Tribal leaders told members of Congress that the contracts are being listed on futures and derivatives markets originally designed to help farmers manage crop risk and were never intended to function as nationwide sportsbooks.
“These products are for sports betting. They walk like sports betting. They pay out like sports betting. The only difference is that they are being dressed up as financial swaps to evade regulation,” Bean said.
Panelists contrasted the contracts with tribal and state-regulated sportsbooks, citing what they described as major gaps in oversight and consumer protection. They said the platforms lack geofencing technology, allowing them to bypass a tribe’s authority to determine who operates on its lands. They also cited an absence of meaningful consumer protections, no uniform age-verification requirements and no revenue sharing with states or tribes.
Tribal leaders pointed to controversy following the recent Super Bowl, when the CFTC received complaints over disputed wagers and outcome determinations. They said the incidents highlight a lack of regulatory clarity and safeguards that are standard in tribal gaming operations.
A tribal leaders panel moderated by IGA Executive Director Jason Giles featured Chief Kirk Francis of the Penobscot Nation and Councilwoman Hermenia Frias of the Pascua Yaqui Tribe. The leaders said gaming revenue funds essential services, including health care, housing, education and public safety.
“Prediction markets provide no benefit to tribal communities,” Bean said. “They extract value without consent, without compacting, and without accountability.”
A gaming association panel included Bean, Phil Brodeen of the Minnesota Indian Gaming Association, Rebecca George of the Washington Indian Gaming Association and Alex Costello of the American Gaming Association. Speakers said the tribal and commercial gaming sectors are aligned in opposition.
“The entire gaming industry, commercial and tribal, is united,” Bean said. “Tribal nations are unified with States to stop this illegal betting market. We are asking Congress to step in before irreversible damage is done to state and tribal budgets and our citizens' livelihoods.”
Tribal leaders also raised concerns about the CFTC’s position that sports event contracts are not illegal under the Commodity Exchange Act. Recent comments by CFTC Chair Rostin Behnam, whose term recently ended, and ongoing litigation surrounding prediction markets have further heightened tensions between regulators and tribal governments.
Bean said administrative action cannot replace congressional authority.
“Congress established the framework for gaming in this country. If federal regulators reinterpret commodities law to authorize nationwide sports betting, that undermines Congress, undermines States and Tribes, and undermines the rule of law,” he said.
IGA and its partners are urging senators to include clarifying language in pending cryptocurrency marketplace legislation affirming that the Commodity Exchange Act does not authorize sports wagering through derivatives markets.
As part of the advocacy effort, lawmakers were asked to sign a bipartisan letter to the CFTC calling for stronger oversight of prediction markets.

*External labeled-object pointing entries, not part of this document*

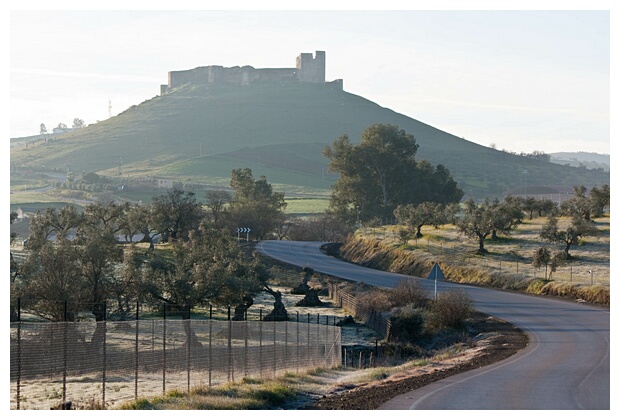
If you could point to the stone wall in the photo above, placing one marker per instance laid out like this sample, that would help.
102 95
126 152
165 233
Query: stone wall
309 69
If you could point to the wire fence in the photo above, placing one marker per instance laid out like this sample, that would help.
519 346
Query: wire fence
371 318
111 362
462 254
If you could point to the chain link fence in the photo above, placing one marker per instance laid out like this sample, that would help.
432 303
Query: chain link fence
465 255
371 318
112 362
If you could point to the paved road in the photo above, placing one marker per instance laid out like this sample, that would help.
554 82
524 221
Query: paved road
564 367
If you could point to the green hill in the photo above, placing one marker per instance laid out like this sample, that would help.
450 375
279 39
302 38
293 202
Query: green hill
199 133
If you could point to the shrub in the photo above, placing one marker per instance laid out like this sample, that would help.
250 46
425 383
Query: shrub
409 292
407 324
449 310
376 300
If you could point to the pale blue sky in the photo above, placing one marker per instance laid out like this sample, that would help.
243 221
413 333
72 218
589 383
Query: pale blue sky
522 80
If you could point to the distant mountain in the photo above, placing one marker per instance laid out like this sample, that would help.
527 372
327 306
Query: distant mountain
588 159
199 133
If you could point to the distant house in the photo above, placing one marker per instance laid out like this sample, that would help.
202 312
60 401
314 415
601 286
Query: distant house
161 183
60 130
558 193
23 212
164 183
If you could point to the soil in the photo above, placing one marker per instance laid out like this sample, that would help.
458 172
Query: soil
502 340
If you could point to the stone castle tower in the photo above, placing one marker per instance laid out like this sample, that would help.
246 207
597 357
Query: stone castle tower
308 69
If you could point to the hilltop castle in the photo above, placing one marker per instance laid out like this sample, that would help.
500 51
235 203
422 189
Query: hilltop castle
308 69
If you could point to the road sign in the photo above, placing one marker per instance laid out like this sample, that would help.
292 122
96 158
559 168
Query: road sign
243 230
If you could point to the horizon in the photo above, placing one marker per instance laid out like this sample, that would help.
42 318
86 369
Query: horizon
491 77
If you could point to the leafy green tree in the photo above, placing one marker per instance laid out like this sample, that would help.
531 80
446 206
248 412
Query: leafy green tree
216 201
579 205
141 218
381 173
543 257
208 268
49 277
255 205
599 200
578 228
477 221
506 216
176 213
52 224
415 217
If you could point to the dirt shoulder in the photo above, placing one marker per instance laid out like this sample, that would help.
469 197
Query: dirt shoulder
495 340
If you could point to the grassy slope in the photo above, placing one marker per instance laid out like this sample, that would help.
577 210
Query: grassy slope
202 133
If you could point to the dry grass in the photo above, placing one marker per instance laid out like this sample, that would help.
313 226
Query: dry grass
508 264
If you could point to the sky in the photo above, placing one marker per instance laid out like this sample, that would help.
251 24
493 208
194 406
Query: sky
534 79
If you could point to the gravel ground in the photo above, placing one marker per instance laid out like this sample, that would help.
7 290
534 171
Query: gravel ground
502 340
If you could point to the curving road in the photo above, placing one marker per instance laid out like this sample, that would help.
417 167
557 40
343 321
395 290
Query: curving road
564 367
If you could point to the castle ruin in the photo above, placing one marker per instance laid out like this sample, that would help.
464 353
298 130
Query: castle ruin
308 69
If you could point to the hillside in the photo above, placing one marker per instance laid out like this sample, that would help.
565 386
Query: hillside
199 133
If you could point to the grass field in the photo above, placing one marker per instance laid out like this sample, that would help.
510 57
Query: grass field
590 263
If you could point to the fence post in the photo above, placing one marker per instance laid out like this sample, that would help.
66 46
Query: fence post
230 361
105 333
189 345
64 346
164 354
260 344
19 351
297 358
136 351
275 352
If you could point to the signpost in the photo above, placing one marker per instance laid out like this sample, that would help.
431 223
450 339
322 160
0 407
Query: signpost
243 230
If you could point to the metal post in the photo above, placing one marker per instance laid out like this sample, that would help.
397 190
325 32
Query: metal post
275 355
285 346
103 374
136 351
189 346
210 349
230 361
164 354
245 353
260 343
297 358
64 350
19 352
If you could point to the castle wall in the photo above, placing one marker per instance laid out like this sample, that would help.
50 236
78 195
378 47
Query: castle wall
309 69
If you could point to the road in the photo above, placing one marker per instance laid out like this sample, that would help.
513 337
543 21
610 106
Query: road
564 367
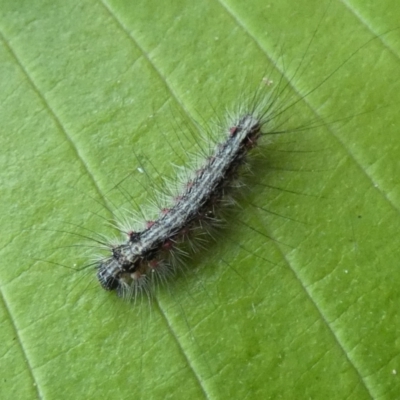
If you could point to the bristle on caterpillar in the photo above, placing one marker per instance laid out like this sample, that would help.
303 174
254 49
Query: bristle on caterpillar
148 256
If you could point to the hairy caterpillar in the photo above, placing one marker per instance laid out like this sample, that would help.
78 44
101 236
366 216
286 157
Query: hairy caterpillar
281 329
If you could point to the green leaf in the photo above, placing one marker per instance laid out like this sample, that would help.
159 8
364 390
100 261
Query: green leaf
299 297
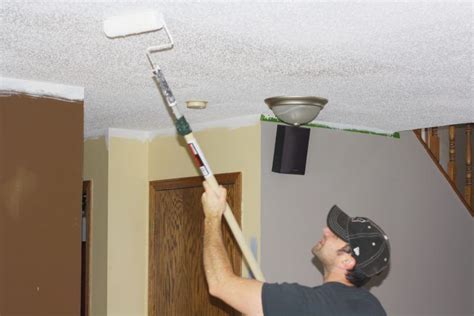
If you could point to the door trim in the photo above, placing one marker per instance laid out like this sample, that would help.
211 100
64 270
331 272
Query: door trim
234 179
87 188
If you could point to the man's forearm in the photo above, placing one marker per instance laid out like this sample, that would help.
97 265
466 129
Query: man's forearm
217 265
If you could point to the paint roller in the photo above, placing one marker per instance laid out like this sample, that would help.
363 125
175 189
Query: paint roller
149 21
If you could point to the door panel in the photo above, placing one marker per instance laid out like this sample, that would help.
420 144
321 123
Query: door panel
177 280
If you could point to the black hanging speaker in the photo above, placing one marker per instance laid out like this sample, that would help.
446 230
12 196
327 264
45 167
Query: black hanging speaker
291 149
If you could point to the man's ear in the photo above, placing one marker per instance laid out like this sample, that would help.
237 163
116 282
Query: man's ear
349 262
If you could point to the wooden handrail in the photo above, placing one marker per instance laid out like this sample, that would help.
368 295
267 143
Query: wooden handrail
431 144
468 187
452 153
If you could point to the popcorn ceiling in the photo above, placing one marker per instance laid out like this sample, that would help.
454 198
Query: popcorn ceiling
385 66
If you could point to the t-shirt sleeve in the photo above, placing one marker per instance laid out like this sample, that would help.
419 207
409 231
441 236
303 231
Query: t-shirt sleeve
283 299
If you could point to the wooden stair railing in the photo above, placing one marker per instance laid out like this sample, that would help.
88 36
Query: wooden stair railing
430 139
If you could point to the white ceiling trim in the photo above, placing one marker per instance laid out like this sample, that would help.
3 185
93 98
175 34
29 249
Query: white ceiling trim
9 86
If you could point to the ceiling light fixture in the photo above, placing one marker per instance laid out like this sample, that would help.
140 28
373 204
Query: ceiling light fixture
296 110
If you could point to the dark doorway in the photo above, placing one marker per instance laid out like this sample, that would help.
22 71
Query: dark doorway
85 246
177 284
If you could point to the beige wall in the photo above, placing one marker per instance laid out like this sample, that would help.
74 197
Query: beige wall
127 227
131 164
96 169
226 150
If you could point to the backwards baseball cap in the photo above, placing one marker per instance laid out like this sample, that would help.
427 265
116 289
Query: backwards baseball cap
370 246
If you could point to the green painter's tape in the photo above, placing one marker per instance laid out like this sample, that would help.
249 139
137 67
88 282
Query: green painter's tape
267 118
182 126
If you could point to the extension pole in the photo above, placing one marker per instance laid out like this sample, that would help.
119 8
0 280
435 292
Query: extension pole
184 130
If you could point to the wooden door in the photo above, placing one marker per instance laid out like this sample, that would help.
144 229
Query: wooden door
177 284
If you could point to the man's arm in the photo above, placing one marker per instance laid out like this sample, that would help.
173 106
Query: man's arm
242 294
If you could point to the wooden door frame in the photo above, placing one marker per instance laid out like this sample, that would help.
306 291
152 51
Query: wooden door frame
234 179
87 187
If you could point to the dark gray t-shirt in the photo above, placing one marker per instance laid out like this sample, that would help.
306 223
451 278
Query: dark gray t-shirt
331 298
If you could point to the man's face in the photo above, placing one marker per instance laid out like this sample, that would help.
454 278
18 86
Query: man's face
329 247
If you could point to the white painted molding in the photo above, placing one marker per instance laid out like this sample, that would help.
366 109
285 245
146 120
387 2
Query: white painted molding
10 86
147 136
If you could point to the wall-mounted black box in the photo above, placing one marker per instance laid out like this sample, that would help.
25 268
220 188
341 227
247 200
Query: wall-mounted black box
291 149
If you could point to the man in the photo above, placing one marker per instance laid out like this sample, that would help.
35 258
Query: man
351 251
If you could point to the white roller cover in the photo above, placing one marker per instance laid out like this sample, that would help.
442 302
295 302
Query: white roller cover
135 23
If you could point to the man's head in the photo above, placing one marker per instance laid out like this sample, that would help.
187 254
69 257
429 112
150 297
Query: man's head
354 244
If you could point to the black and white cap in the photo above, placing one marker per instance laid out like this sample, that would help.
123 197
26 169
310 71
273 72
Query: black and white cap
370 245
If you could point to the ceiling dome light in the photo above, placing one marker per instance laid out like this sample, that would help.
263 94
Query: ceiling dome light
295 110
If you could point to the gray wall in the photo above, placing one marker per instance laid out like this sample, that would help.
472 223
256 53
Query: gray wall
395 183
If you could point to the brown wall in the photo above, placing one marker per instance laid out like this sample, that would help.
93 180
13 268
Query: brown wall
41 150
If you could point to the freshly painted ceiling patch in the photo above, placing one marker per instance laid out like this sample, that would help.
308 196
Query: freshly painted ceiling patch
10 86
343 127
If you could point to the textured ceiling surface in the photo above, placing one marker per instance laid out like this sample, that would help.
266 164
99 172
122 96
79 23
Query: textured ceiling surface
387 66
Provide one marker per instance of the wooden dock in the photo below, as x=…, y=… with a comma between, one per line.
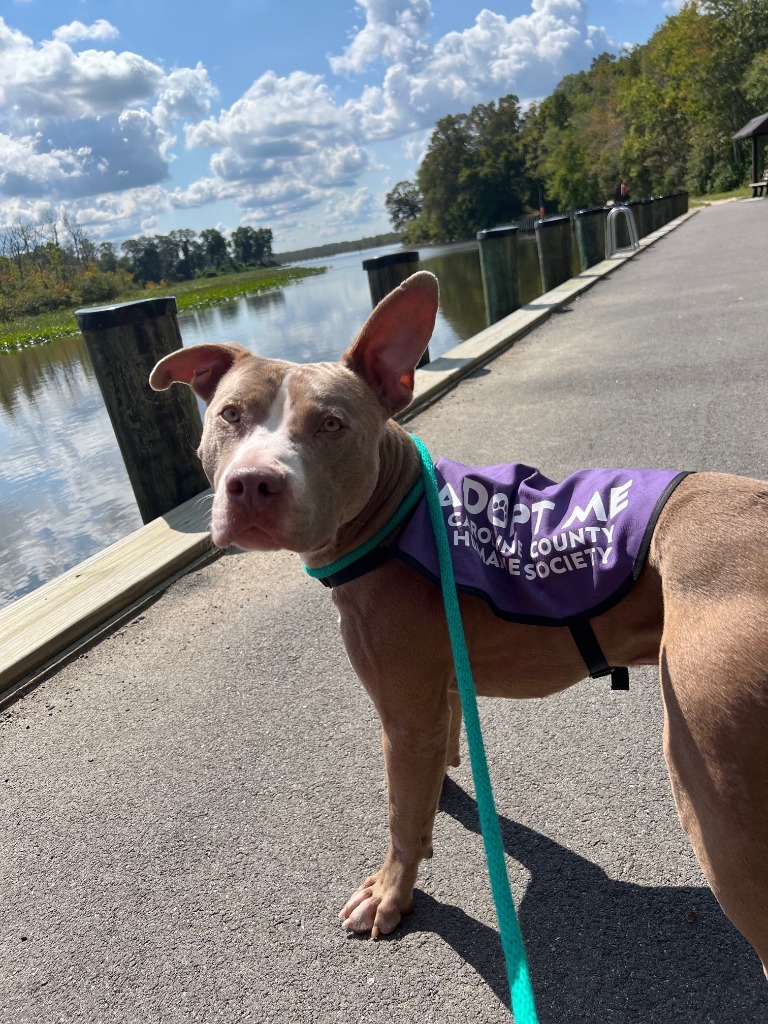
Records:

Bean closed the briefing with a warning.
“Tribal gaming is the most regulated form of gaming in the United States. We built this industry responsibly under IGRA. We negotiated compacts. We follow strict regulatory standards. We share revenue. What we are seeing now is an attempt to bypass all of that. Indian Country will not allow illegal gambling to erode decades of hard work and sovereignty.”
The Indian Gaming Association said it will continue working with tribal governments, gaming associations and members of Congress to ensure federal law is enforced and tribal rights are protected.